- AKP hükümetleriyle geçen yıllar milletimizin verdiği büyük siyasal desteğin karşısında, hak ettiklerini bir türlü alamadıkları, ümit ettikleri kalkınmaya ulaşamadıkları derin hayal kırıklıklarıyla geçmiştir. Bugüne kadar yaşadıklarımızın tecrübesi önümüzdeki dönemde de AKP’nin yapacaklarını değilse bile yapamayacaklarının ne olacağı ortaya konmuştur.
- Bu hükümetle gelecekte daha onurlu ilişkiler, daha fazla kardeşlik, daha fazla kucaklaşma olmayacaktır. Toplum bu gerçeği görmeye başlamış, sahte kahramanlıkların, senaryoların geleceğe kurduğu tuzakların farkına varmış, kadroları sorgulamaya başlamıştır. Geleneksel Türk siyasetinin şablonları, iktidara talip olanın gelecek zamanı, iktidarda olanın gelenin geçmişini konuşulmaktadır.
- Başbakan ve ekibinin son aylarda, sürekli olarak geçmişin konuşulduğu, başarısızlıklara mazeret bulunması, sıkışıldığı yerde ise hakarete başvurduğu ucuz demokrasi çarkıdır.
- Bize göre anayasalara iktidarların sıkıştığı yerde, çözümlerin tıkandığı anda, demokrasiyi kurtarma misyonu yüklemek abartılıdır. Bu konuda 2002 yılında bir şey söylemiştim.
- Öyle bir bakış açısı, özellikle iki bakımdan yanlıştır. İlk olarak herhangi bir kuralla manzumesini, herhangi bir ülkenin tek başına kurtarıcısı olması mümkün değildir.
- Anayasalara seçim yada siyasi partiler kanununa böyle bir rol yüklemenin en büyük zararı demokrasinin kendisi görmektedir.
- Anayasalar kutsal metinler değildir. yaşayan ve gelişen dinamik süreçlere, çağın ve insanlığın değişimine göre, anayasaların da değişmesi doğaldır. Anayasalar değişebilirler. Özellikle anayasa tartışmaları, doğduğu ilk günden bu yana yapılmaktadır. Geçen 5 çeyrek asırlık dönemde, 5 anayasa yapılmış ve bir çok kez anayasa değişiklikleri gerçekleşmiştir.
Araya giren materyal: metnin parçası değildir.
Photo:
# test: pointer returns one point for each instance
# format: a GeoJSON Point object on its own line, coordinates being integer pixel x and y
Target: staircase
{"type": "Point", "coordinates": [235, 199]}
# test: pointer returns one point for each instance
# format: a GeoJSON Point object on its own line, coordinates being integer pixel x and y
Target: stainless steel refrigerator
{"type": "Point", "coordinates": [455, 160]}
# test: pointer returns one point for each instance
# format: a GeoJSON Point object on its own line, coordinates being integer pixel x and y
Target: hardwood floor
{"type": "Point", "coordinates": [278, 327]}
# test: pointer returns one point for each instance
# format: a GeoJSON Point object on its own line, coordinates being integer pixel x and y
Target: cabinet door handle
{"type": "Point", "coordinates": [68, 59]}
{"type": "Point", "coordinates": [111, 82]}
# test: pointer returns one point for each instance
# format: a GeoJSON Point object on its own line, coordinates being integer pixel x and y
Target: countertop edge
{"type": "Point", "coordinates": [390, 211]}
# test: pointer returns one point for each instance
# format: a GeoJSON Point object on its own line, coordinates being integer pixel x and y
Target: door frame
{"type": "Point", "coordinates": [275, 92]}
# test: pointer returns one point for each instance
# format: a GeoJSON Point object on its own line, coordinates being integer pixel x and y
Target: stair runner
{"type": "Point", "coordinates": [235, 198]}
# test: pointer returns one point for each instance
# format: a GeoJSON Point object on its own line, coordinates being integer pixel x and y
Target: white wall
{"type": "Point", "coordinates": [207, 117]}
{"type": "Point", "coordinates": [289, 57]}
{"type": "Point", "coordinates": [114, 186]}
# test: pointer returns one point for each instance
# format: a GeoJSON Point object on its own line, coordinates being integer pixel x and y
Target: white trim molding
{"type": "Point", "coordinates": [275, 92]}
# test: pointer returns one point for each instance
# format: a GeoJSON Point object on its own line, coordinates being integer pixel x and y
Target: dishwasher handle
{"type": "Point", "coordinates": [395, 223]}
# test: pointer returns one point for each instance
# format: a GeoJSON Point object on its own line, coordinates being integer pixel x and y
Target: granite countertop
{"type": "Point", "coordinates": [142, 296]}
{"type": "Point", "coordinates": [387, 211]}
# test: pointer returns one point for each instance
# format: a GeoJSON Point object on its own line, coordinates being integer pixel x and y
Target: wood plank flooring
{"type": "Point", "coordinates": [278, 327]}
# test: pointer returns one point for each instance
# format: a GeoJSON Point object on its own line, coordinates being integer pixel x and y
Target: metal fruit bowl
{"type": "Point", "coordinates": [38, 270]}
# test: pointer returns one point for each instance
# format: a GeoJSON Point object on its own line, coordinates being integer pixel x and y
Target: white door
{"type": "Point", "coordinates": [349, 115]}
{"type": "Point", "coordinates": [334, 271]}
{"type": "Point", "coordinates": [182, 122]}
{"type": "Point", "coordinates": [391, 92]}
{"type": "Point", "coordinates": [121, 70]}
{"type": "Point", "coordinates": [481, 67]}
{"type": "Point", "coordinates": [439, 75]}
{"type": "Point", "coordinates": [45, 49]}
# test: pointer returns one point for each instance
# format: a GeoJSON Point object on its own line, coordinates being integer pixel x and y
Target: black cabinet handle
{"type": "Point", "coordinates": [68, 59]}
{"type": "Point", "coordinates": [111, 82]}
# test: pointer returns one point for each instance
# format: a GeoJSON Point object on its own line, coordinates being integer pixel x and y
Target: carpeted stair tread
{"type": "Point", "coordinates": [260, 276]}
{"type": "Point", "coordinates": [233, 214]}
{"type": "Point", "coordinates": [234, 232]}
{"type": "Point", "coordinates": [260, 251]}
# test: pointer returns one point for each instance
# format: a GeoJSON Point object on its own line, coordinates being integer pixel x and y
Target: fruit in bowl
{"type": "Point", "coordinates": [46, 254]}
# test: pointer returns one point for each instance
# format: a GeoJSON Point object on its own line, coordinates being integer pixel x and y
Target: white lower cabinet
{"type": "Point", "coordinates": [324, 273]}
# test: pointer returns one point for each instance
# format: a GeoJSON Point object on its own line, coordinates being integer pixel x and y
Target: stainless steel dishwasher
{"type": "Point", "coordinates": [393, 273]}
- Ben burada Türk anayasa tarihine girecek değilim. Partimizin anayasa değişiklikleriyle ilgili görüşleri bellidir. Anayasa tartışmalarının yaşandığı dönemde 2 Ekim 2007 tarihli grup konuşmasında ayrıntılarla vardır. Bizi bir arada tutan temel değerler, tarihten bu yana şekillenmiştir.
- MHP, etkin devlet, hukuk devleti, demokratik devlet, sosyal devlet ve laik devlet temel anlayışı içerisinde şeffaf katılımcı, hesap verme zorunluluğunu esas alan, düzenleyici denetleyici yol gösterici, gerektiğinde koruyucu ve kollayıcı, değişimi sürekli kılan bir idari yapı ön görmektedir.
- Bu kapsamda anayasa değişiklerini demokrasinin gelişmesi çerçevesinde ele almaktadır. Ancak bunlara karşılık, yasal zeminini zenginleştirmenin yanında ona hayat verecek seviyeli siyaset kültürünü geliştirmek için çaba sarf etmektedir.
- Türkiye’de demokratikleşmeye sürekli vurgu yapanların, yaşama kültürünü hiç önemsememeleri tam bir paradokstur. Siyaset eğer ince rekabetten uzaklaşır ve bölünme üzerine kurgulanırsa bu toplumda kaos yaratır. Bugün karşımızdaki tehlikenin adı budur ve AKP’de bu açmaza sürüklenmiştir.
- AKP’nin geride kalan yıllardan bugüne gelen uzlaşmaz tavırlarına, başına buyruk siyaset anlayışına, tehditkar üslubuna, özürlü demokrasi algısına, bölücü terörle girdiği sıcak ilişkilere, yıkıcı projelerine, uluslar arası dayatmalara karşı teslimiyetine, baktığımız zaman hükümetin hazırlığını yaptığı anayasa değişikliğine güven duymamız mümkün değildir. Yapılması gereken maddeler kamuoyuna açıklandığı zaman partimiz de inceleyip görüşünü açıklayacaktır.